If the contract is approved by the AARP board in November, United HealthCare, a Minneapolis-based health-care services company, will provide a variety of health-care insurance products to AARP members; Metropolitan will render the long-term care section of the contract; and ITT Hartford will take care of various administrative services.
Prudential's contract with the AARP comprised approximately 30 percent of the health-care unit's revenue. Last year alone, the contract delivered $40 million in pretax operating profit, industry experts told the paper.
A spokesman for Prudential told the Journal it would have liked to continue the relationship with the AARP, but the insurer was "not prepared to do so at any price."
David Havens, an analyst with Standard & Poor's Insurance Ratings Group, indicated that the Prudential's defeat in this bidding war came at a critical time, as the company has also recently lost several other large contracts, including AT&T Corp. and Bell Atlantic.
Based on the contract's current value, Wayne Haefer, director of the AARP's membership division, told the paper United HealthCare stands to get approximately $4 billion in additional revenue and Met Life should earn approximately $350 million.

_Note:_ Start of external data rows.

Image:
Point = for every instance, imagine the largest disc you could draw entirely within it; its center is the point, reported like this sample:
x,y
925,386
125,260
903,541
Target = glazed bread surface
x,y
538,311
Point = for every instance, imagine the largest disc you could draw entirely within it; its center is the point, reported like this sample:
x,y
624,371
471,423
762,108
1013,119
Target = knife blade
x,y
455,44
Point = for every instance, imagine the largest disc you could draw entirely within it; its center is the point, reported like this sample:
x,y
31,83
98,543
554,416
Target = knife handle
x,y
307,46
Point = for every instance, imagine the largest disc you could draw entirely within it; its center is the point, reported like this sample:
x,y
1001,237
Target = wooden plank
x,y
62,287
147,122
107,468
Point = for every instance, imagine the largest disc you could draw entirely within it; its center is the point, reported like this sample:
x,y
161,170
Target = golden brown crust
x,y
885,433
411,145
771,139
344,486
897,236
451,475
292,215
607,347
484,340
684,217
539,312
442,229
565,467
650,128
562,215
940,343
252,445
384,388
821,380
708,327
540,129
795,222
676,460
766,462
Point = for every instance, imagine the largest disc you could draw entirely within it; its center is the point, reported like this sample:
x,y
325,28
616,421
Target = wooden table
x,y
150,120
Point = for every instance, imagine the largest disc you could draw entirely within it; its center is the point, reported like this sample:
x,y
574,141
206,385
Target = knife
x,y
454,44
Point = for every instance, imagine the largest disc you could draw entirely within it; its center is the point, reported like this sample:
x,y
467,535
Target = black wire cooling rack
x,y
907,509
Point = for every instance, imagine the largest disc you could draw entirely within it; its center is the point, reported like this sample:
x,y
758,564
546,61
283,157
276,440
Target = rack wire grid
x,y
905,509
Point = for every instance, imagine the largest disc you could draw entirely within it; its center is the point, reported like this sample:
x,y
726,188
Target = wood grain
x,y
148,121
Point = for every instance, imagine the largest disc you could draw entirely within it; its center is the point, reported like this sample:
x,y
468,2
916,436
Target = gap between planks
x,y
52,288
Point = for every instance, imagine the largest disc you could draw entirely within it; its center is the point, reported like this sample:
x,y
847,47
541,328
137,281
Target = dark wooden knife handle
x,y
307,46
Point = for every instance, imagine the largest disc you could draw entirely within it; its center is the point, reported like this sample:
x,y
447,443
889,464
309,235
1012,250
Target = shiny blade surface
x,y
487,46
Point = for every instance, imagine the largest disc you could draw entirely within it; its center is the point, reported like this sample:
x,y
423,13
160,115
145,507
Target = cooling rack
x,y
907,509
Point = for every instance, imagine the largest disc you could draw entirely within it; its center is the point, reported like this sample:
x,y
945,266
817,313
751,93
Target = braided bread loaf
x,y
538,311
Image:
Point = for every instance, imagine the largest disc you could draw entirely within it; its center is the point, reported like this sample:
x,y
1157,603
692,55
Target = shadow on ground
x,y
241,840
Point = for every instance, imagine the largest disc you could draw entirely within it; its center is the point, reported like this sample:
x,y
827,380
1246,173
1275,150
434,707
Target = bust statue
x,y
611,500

Potential revenue gain for ITT Hartford was not yet available.
Haefer indicated that the three insurers were chosen because they offer more flexibility in their product lines, and were more willing than Prudential to customize products for use in home care, instead of hospital or institutional care.
The new contract will not require any change in procedure or coverage to AARP members. "Our goal, " Haefer emphasized to the Journal, " is to make this transparent to them."
The AARP announced its intention to consider other insurance carriers in November 1995, a time during which the New Jersey-based Prudential was already combating allegations of deceptive insurance sales practices, and trying to trim bureaucracy from day-to-day operations.